June 13. 2013 10:18PM

Whitey Bulger trial focuses on FBI protection of gangster

BOSTON — A top Massachusetts state police mob expert testified Thursday that some local FBI agents were so consumed with protecting James “Whitey” Bulger that they repeatedly sabotaged state and local police investigations and even threatened the careers of the detectives pushing them.

The testimony by retired State Police Col. Thomas J. Foley pushed to the front of Bulger’s racketeering trial the long-simmering mistrust Bulger and his largely unimpeded criminal career has created between the FBI and the local and state police agencies here, in Connecticut and elsewhere which for decades met with nothing but failure in their pursuit of the crime boss.

“Were you surprised that members of the Boston FBI were trying to circumvent and undercut your investigations?” Bulger lawyer Hank Brennan asked during cross- examination.

“Yes,” Foley replied.

Foley said that beginning in the 1980s, he considered the FBI’s Boston office to be a bigger obstacle to investigating Bulger’s organized crime group, the Winter Hill Gang, than the criminals themselves. Among other things, Foley said he believes FBI agents, supported by some prosecutors in the U.S. Attorney’s Office, alerted Bulger or his associates to wire taps and tried to have state detectives assigned to other matters.

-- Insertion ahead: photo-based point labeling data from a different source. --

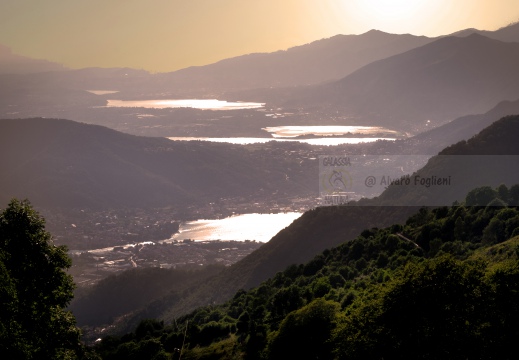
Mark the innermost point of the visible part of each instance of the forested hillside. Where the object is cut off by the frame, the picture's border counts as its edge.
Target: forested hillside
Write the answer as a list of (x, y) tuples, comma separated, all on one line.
[(441, 285), (326, 227)]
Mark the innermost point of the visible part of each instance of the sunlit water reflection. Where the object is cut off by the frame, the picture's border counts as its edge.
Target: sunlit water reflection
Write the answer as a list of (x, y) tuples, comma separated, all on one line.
[(259, 227), (202, 104)]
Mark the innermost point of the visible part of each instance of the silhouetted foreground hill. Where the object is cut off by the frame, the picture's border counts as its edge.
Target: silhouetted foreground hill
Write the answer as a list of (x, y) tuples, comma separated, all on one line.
[(61, 163), (439, 285), (326, 227), (432, 84), (462, 128), (508, 33)]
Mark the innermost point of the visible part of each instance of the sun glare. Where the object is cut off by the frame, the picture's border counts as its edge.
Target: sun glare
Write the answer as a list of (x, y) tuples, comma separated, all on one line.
[(390, 15)]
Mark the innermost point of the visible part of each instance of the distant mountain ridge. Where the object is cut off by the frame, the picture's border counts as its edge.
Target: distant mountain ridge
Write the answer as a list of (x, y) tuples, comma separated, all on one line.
[(16, 64), (316, 62), (508, 33), (64, 164), (429, 85), (326, 227)]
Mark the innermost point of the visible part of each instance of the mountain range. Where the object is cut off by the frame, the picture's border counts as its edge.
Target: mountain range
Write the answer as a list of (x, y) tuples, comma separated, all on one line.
[(425, 86), (65, 164), (325, 227)]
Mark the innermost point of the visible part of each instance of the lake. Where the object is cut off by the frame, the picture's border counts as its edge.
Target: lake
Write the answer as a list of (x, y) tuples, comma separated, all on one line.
[(326, 141), (201, 104), (327, 130), (259, 227)]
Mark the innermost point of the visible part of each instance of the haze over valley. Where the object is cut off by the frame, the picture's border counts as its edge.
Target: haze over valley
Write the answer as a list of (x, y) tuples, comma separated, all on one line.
[(226, 199)]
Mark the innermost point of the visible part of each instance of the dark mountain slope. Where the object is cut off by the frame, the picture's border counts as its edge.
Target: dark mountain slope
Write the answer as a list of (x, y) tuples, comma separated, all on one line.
[(508, 33), (326, 227), (60, 163), (443, 80), (490, 158), (319, 61), (462, 128)]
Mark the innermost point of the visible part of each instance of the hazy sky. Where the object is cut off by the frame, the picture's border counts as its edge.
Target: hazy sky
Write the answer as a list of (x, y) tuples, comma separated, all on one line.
[(165, 35)]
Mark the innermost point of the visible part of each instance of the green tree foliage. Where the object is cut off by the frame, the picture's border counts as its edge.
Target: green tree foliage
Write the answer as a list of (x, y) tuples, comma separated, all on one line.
[(35, 289), (434, 310), (304, 333), (443, 286)]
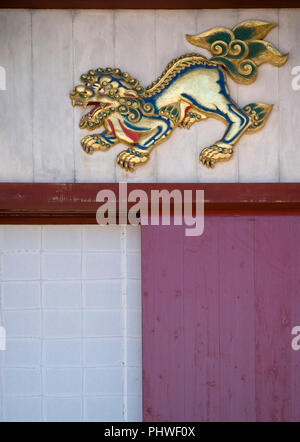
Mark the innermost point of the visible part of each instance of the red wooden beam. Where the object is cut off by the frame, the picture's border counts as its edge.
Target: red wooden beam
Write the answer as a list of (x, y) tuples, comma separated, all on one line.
[(51, 203), (147, 4)]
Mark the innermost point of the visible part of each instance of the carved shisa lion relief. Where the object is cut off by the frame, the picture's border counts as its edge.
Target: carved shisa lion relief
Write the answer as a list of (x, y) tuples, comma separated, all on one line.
[(190, 89)]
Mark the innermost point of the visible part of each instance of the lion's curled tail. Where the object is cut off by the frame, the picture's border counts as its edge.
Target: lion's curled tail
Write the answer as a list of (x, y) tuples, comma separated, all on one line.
[(258, 113), (240, 50)]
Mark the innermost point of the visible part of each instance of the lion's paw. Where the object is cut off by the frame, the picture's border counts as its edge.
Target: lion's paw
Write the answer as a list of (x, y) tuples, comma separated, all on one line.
[(130, 158), (90, 143), (209, 156)]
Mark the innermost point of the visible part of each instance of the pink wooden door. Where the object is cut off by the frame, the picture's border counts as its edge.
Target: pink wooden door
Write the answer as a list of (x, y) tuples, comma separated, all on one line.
[(218, 311)]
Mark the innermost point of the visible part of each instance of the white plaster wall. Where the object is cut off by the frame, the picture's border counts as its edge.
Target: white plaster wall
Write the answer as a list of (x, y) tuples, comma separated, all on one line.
[(71, 306), (44, 53)]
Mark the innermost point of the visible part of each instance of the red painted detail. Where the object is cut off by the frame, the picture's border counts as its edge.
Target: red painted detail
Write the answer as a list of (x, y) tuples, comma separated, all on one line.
[(226, 302), (111, 127), (134, 136), (75, 203), (146, 4), (186, 110)]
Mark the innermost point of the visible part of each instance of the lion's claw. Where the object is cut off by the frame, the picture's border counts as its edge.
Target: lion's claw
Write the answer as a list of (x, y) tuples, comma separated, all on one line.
[(90, 143), (131, 157), (209, 156)]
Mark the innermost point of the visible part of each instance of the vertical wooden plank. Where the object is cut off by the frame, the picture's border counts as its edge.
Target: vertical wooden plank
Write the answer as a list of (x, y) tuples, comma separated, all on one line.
[(273, 268), (293, 288), (237, 319), (163, 339), (259, 152), (211, 130), (179, 151), (201, 325), (93, 33), (135, 53), (289, 28), (16, 101), (52, 82)]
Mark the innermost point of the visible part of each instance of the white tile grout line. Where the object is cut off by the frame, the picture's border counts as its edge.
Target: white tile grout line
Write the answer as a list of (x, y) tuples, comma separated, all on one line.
[(124, 316)]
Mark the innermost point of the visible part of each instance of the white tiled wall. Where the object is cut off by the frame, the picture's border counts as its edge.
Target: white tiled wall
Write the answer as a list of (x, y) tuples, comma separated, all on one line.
[(70, 303)]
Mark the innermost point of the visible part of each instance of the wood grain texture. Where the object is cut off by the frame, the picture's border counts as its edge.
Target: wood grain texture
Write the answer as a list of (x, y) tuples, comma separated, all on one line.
[(240, 290), (146, 4), (163, 389), (75, 203), (274, 252)]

“I was naive on some things, yes,’’ Foley testified. “I’m not sure at one point we started questioning what was going on.”

Bad blood

The law enforcement bad blood has existed at least since the 1970s, when detectives from Connecticut, Florida and Oklahoma began running down leads in Boston that Bulger and his associates killed three men in an effort to seize control of the pari-mutuel company World Jai Alai.

The out-of-state police had begun to suspect by the early 1980s that a group of Boston FBI agents were tipping Bulger and his partner Stephen “The Rifleman” Flemmi to investigations and concealing evidence. One of the out-of-state detective said he believes his hotel room was searched during one of several fruitless visits to Boston.

Foley, whose career included two stints in the elite state police division that targets organized crime groups, said he began to suspect around 1984 that some of his opposites in the Boston FBI’s organized crime squad were tipping Bulger and his gang to state police wiretaps and other surveillance.

Disclosures in court since the late 1990s have revealed what state and local detectives long suspected: Bulger and Flemmi were FBI informants for much of the 1970s and ’80s. But a string of subsequent investigations has revealed as well that Bulger’s Winter Hill Gang was paying tens of thousands of dollars to FBI agents — most to now-imprisoned former agent John Connolly — for information about any investigations in which they were targets.

Bulger’s defense denies he was ever an informant. He claims Connolly opened a phony informant file on Bulger to cover his frequent meetings with members of the gang.

His lawyers have argued that Bulger’s prosecution is in some measure the result of a collaboration between corrupt or incompetent federal authorities and three duplicitous former Bulger associates who have become the chief witnesses against him.

While Bulger admits paying off law enforcement officers and making millions of dollars through gambling and selling drugs, he denies committing murder and claims the three witnesses are using cooperation agreements with federal authorities to pin their crimes on him.

Assistant U.S. Attorney Fred Wyshak called Foley as a witness to describe the efforts by the Massachusetts state police organized crime squad that eventually led to Bulger’s indictment. In 1990, he said squad members focused an investigation of a Winter Hill bookmaker and, using wiretaps, worked their way up through the gang hierarchy.

Beginning in the late 1990s, Foley said his detectives began uncovering a staggering arsenal of weapons that the gang had stashed in hiding places from Boston to Florida.

At least a dozen were fully automatic, military-style machine guns. They also found dozens more shotguns, rifles and handguns. Many of the guns were equipped with silencers and their serial numbers had been obliterated, Foley said.

The sweeping racketeering indictment against Bulger charges him with multiple firearms offenses in addition to 19 murders.